U.S. States Get Down and Miserly While U.S. Corps Pay Little or No Taxes

Many large U.S. Corporations pay little to no taxes while U.S. states reduce unemployment benefits. What is up with this backwards politics and where is the outrage?

Culled From the Headlines section of Democracy Now from Tuesday March 29, 2011:

– Michigan Republican Gov. Rick Snyder has signed a law to cut off benefits for unemployed workers after 20 weeks instead of 26. While Michigan has maintained an unemployment level of more than 10 percent longer than any other state, it will soon pay fewer weeks of unemployment benefits than any other state. Other states around the country are considering similar legislation. Florida Republicans are seeking to cut unemployment benefits to 20 weeks as well. Some analysts suggest that number could drop to as low as 12 weeks if state unemployment falls to five percent or less. Meanwhile, in Arkansas, the State Senate has signed into law a bill reducing state-paid benefits by one week, while tightening eligibility. Indiana has also tightened eligibility for unemployment benefits and has capped weekly payments at $390.

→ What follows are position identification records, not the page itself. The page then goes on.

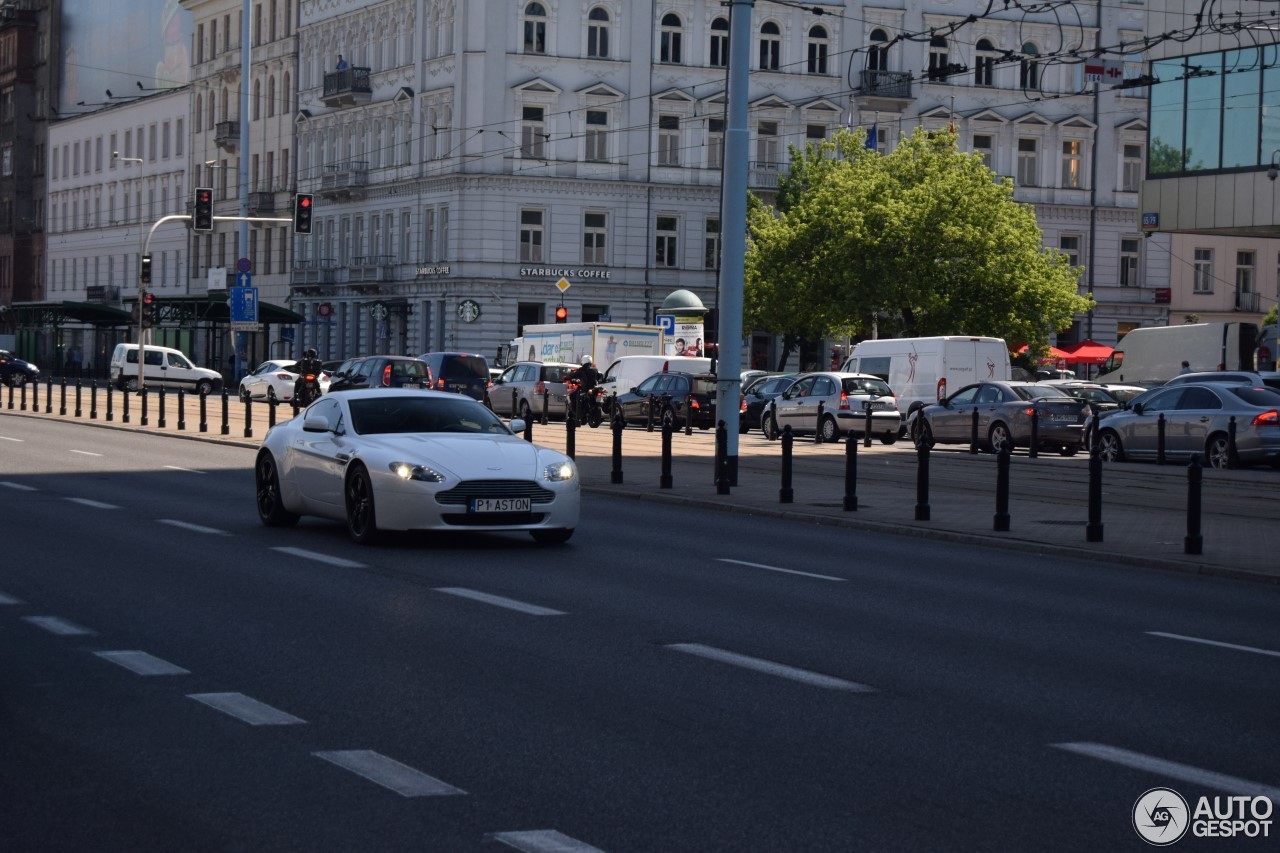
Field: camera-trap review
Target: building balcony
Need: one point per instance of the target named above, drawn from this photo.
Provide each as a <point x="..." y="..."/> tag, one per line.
<point x="347" y="87"/>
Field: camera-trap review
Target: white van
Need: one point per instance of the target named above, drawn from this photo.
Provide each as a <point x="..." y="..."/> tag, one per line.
<point x="629" y="372"/>
<point x="924" y="370"/>
<point x="165" y="368"/>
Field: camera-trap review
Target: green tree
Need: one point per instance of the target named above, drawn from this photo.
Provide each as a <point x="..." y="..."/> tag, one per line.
<point x="924" y="238"/>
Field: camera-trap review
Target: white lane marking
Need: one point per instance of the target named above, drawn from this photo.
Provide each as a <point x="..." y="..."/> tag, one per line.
<point x="544" y="842"/>
<point x="498" y="601"/>
<point x="771" y="667"/>
<point x="388" y="772"/>
<point x="56" y="625"/>
<point x="193" y="528"/>
<point x="142" y="664"/>
<point x="1171" y="769"/>
<point x="242" y="707"/>
<point x="789" y="571"/>
<point x="1219" y="643"/>
<point x="96" y="505"/>
<point x="320" y="557"/>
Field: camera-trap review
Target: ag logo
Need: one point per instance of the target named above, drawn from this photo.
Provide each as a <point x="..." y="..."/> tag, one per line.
<point x="1160" y="816"/>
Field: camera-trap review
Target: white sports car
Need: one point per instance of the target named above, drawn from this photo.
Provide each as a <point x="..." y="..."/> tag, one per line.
<point x="383" y="459"/>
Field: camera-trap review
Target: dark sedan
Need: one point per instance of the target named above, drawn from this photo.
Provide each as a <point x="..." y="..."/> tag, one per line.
<point x="1005" y="411"/>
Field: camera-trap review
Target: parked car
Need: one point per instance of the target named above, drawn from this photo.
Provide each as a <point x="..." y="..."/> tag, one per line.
<point x="668" y="396"/>
<point x="274" y="382"/>
<point x="528" y="388"/>
<point x="380" y="372"/>
<point x="758" y="393"/>
<point x="16" y="372"/>
<point x="1004" y="418"/>
<point x="412" y="460"/>
<point x="845" y="398"/>
<point x="1197" y="422"/>
<point x="464" y="373"/>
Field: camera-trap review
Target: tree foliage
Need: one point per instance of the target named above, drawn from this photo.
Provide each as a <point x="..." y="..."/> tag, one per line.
<point x="924" y="238"/>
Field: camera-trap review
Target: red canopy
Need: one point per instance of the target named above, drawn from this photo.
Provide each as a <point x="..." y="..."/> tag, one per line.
<point x="1087" y="352"/>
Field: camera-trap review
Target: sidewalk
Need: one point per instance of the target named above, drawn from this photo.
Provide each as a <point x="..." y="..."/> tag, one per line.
<point x="1143" y="506"/>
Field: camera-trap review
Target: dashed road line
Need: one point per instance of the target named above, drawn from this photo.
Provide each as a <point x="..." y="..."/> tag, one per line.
<point x="142" y="664"/>
<point x="388" y="772"/>
<point x="499" y="601"/>
<point x="789" y="571"/>
<point x="1171" y="769"/>
<point x="56" y="625"/>
<point x="543" y="842"/>
<point x="320" y="557"/>
<point x="1219" y="643"/>
<point x="242" y="707"/>
<point x="771" y="667"/>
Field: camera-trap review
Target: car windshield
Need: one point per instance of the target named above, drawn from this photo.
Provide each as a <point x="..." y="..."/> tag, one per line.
<point x="421" y="414"/>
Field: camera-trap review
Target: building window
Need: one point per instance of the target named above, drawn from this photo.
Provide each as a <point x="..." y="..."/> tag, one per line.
<point x="1202" y="279"/>
<point x="1028" y="163"/>
<point x="664" y="247"/>
<point x="1132" y="173"/>
<point x="533" y="133"/>
<point x="531" y="236"/>
<point x="771" y="46"/>
<point x="1073" y="164"/>
<point x="718" y="53"/>
<point x="594" y="235"/>
<point x="1129" y="261"/>
<point x="671" y="40"/>
<point x="984" y="63"/>
<point x="598" y="33"/>
<point x="597" y="136"/>
<point x="535" y="28"/>
<point x="983" y="145"/>
<point x="668" y="140"/>
<point x="711" y="245"/>
<point x="817" y="50"/>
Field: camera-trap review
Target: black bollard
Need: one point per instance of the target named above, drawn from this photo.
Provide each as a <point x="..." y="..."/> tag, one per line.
<point x="1194" y="542"/>
<point x="616" y="471"/>
<point x="786" y="495"/>
<point x="1001" y="521"/>
<point x="1093" y="529"/>
<point x="1160" y="439"/>
<point x="664" y="478"/>
<point x="850" y="503"/>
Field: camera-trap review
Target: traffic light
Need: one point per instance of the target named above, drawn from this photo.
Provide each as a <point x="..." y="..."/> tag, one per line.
<point x="302" y="213"/>
<point x="202" y="218"/>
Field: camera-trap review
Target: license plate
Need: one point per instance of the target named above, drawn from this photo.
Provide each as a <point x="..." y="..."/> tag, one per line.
<point x="499" y="505"/>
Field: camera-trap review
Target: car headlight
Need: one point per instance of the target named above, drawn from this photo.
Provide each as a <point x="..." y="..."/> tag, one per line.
<point x="560" y="471"/>
<point x="410" y="471"/>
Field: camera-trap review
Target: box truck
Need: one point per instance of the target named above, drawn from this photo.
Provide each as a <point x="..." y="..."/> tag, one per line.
<point x="1152" y="355"/>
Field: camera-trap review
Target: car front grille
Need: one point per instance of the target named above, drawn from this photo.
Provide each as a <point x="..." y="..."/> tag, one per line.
<point x="461" y="493"/>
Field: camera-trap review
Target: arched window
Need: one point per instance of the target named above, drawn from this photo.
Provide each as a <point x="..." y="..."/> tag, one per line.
<point x="1028" y="74"/>
<point x="817" y="48"/>
<point x="984" y="63"/>
<point x="718" y="53"/>
<point x="877" y="50"/>
<point x="671" y="40"/>
<point x="535" y="28"/>
<point x="598" y="33"/>
<point x="771" y="46"/>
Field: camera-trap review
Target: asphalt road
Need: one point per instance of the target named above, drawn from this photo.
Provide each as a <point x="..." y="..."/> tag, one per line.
<point x="176" y="676"/>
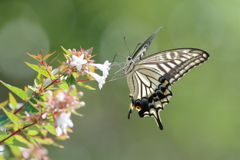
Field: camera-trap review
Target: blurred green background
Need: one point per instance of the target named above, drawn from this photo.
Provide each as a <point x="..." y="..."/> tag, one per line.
<point x="202" y="119"/>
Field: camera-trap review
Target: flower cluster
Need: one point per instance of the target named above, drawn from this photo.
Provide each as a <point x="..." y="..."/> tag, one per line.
<point x="48" y="105"/>
<point x="81" y="60"/>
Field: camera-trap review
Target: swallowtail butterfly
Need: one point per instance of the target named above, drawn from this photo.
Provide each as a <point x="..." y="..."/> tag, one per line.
<point x="149" y="79"/>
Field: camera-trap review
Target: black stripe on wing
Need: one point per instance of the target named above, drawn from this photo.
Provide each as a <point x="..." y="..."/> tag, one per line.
<point x="173" y="64"/>
<point x="153" y="93"/>
<point x="139" y="54"/>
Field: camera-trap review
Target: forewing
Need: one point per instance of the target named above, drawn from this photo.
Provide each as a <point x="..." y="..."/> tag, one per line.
<point x="173" y="64"/>
<point x="139" y="54"/>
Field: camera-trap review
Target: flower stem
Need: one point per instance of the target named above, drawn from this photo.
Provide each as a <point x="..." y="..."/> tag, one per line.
<point x="16" y="132"/>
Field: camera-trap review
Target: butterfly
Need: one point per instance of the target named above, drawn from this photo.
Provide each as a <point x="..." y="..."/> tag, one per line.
<point x="149" y="79"/>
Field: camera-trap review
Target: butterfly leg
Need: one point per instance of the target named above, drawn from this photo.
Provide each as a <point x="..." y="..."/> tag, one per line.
<point x="131" y="107"/>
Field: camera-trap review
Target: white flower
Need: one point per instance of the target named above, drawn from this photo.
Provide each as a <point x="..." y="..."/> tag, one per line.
<point x="78" y="61"/>
<point x="63" y="121"/>
<point x="2" y="149"/>
<point x="103" y="67"/>
<point x="100" y="79"/>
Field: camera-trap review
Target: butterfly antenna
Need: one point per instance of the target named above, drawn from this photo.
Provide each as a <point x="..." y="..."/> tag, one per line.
<point x="126" y="45"/>
<point x="115" y="57"/>
<point x="136" y="47"/>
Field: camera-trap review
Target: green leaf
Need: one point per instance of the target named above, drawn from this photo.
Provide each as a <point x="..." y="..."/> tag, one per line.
<point x="31" y="139"/>
<point x="19" y="92"/>
<point x="13" y="141"/>
<point x="50" y="128"/>
<point x="48" y="141"/>
<point x="13" y="101"/>
<point x="66" y="51"/>
<point x="39" y="69"/>
<point x="30" y="108"/>
<point x="85" y="86"/>
<point x="71" y="80"/>
<point x="4" y="120"/>
<point x="13" y="118"/>
<point x="33" y="132"/>
<point x="3" y="104"/>
<point x="63" y="85"/>
<point x="16" y="151"/>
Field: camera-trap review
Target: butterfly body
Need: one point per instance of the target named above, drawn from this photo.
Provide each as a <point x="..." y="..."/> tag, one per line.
<point x="150" y="78"/>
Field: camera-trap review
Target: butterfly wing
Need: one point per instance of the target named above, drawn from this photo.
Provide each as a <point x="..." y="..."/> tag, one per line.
<point x="151" y="78"/>
<point x="139" y="54"/>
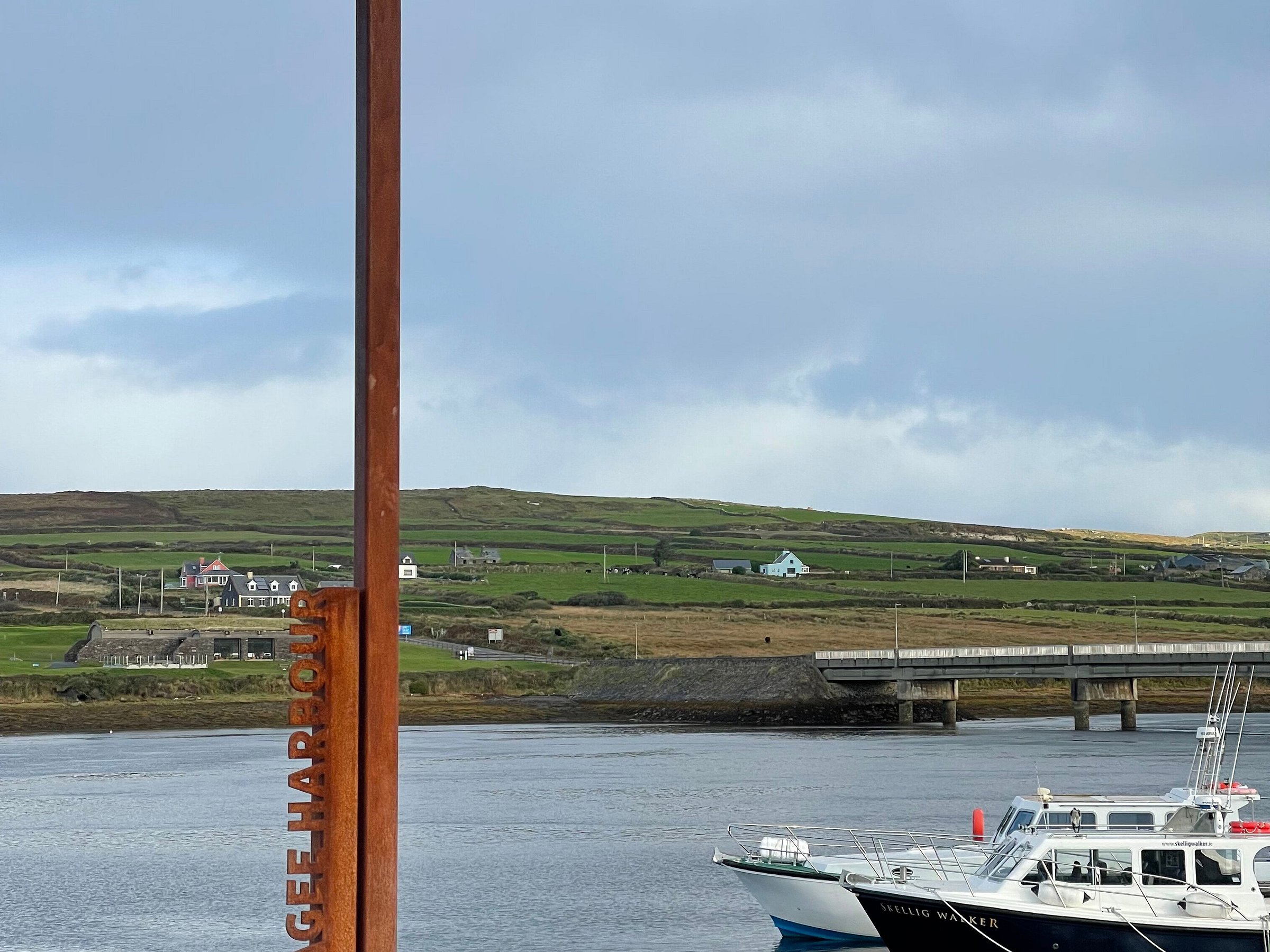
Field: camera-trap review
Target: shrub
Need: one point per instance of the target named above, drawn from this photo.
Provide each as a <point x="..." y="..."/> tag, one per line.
<point x="601" y="600"/>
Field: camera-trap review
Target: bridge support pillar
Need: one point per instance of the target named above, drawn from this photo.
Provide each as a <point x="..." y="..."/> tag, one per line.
<point x="1081" y="714"/>
<point x="944" y="691"/>
<point x="1128" y="715"/>
<point x="1123" y="690"/>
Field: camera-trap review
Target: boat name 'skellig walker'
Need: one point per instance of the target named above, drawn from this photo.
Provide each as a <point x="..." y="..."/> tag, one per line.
<point x="798" y="873"/>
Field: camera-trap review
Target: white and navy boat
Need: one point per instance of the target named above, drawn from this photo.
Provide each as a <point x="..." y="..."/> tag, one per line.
<point x="794" y="873"/>
<point x="1189" y="887"/>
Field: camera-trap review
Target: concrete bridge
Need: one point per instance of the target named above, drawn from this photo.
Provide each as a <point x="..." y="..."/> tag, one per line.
<point x="1095" y="672"/>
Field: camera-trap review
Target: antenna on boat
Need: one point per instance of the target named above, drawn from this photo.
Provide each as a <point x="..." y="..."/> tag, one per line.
<point x="1239" y="742"/>
<point x="1211" y="738"/>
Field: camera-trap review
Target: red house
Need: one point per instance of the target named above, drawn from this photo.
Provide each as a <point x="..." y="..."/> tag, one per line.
<point x="196" y="575"/>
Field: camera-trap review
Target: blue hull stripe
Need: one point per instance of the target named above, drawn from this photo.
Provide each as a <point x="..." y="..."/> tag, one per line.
<point x="811" y="932"/>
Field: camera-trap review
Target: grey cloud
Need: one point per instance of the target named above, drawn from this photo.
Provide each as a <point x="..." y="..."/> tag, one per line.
<point x="253" y="343"/>
<point x="1059" y="213"/>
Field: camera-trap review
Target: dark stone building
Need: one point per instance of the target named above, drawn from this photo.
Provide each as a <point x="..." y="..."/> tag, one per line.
<point x="186" y="645"/>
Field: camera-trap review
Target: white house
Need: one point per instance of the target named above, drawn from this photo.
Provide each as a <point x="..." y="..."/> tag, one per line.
<point x="785" y="565"/>
<point x="255" y="591"/>
<point x="407" y="569"/>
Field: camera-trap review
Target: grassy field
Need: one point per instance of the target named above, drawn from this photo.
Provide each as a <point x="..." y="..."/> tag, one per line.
<point x="22" y="646"/>
<point x="550" y="546"/>
<point x="814" y="559"/>
<point x="172" y="562"/>
<point x="1062" y="591"/>
<point x="558" y="587"/>
<point x="40" y="644"/>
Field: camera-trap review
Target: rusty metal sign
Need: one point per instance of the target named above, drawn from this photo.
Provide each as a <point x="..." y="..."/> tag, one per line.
<point x="346" y="884"/>
<point x="323" y="880"/>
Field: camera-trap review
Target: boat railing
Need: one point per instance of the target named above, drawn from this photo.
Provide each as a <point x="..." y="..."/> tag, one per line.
<point x="1137" y="887"/>
<point x="879" y="849"/>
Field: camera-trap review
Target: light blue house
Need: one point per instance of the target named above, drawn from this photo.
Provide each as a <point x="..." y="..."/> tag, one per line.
<point x="785" y="565"/>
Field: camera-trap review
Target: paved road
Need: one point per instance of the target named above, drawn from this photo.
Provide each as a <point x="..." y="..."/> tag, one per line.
<point x="488" y="654"/>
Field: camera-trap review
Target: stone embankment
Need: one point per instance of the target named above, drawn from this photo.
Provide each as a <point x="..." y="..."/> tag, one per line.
<point x="751" y="691"/>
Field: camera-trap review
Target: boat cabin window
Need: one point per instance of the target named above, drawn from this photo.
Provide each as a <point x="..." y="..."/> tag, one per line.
<point x="1217" y="867"/>
<point x="1021" y="819"/>
<point x="1131" y="822"/>
<point x="1164" y="867"/>
<point x="1109" y="867"/>
<point x="1001" y="864"/>
<point x="1053" y="819"/>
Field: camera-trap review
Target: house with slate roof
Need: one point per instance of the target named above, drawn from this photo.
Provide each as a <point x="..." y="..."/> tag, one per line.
<point x="785" y="565"/>
<point x="253" y="591"/>
<point x="196" y="575"/>
<point x="461" y="555"/>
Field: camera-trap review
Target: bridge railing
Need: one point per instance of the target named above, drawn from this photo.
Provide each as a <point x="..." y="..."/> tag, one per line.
<point x="1051" y="652"/>
<point x="1176" y="648"/>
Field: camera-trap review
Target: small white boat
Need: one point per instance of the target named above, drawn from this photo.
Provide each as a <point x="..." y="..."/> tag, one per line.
<point x="1189" y="887"/>
<point x="794" y="873"/>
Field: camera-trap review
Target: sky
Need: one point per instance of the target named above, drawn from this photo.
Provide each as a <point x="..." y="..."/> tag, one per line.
<point x="981" y="262"/>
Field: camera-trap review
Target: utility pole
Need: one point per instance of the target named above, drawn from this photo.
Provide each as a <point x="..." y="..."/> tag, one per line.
<point x="897" y="634"/>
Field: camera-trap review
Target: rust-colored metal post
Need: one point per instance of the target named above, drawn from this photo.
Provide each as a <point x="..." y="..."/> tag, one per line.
<point x="325" y="718"/>
<point x="376" y="468"/>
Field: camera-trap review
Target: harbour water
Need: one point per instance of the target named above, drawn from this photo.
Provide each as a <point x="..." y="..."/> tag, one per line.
<point x="512" y="837"/>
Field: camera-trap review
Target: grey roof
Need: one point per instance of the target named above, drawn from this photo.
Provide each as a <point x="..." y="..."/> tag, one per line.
<point x="238" y="583"/>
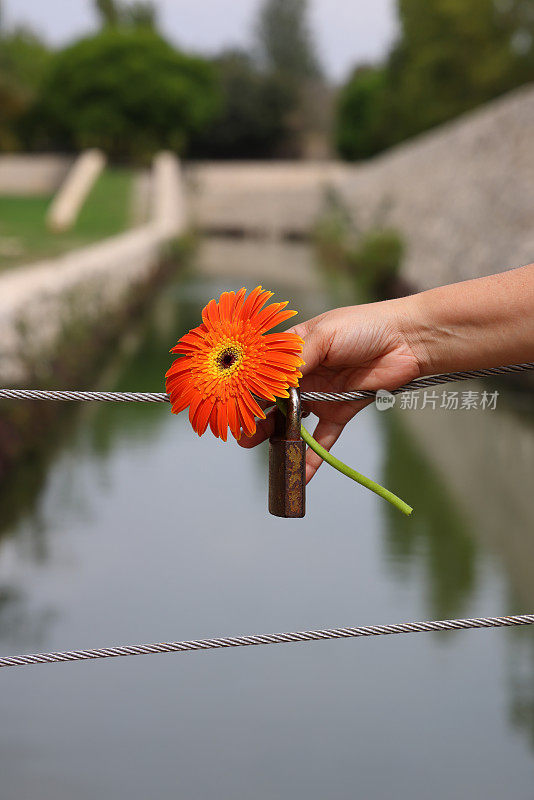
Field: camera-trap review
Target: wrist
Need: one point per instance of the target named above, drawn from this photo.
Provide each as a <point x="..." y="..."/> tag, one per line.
<point x="419" y="331"/>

Meanwhile large U.S. corporations are paying little or no (in the case of GE) taxes. In response to the Sixty Minutes piece on U.S. corporations moving off-shore to avoid paying taxes, FireDogLake has an acerbic piece, “60 Minutes’ Leslie Stahl, Corporate Whore”- The title seems to be a reflection of the view of FDL that the 60 Minutes segment frames the corporations as victims of an onerous U.S. corporate tax rate. Worth a gander.

Also, for an interesting conversation on the subject of corporate tax dodgers (loosely expressed) listen to Ian Masters’ interview with leading tax expert David Cay Johnston. Many interesting topics including the aforementioned corporate tax contributions, and the politics of a corporate run ‘democracy’, with a focus on the increasing income disparity and the battle around labor unions.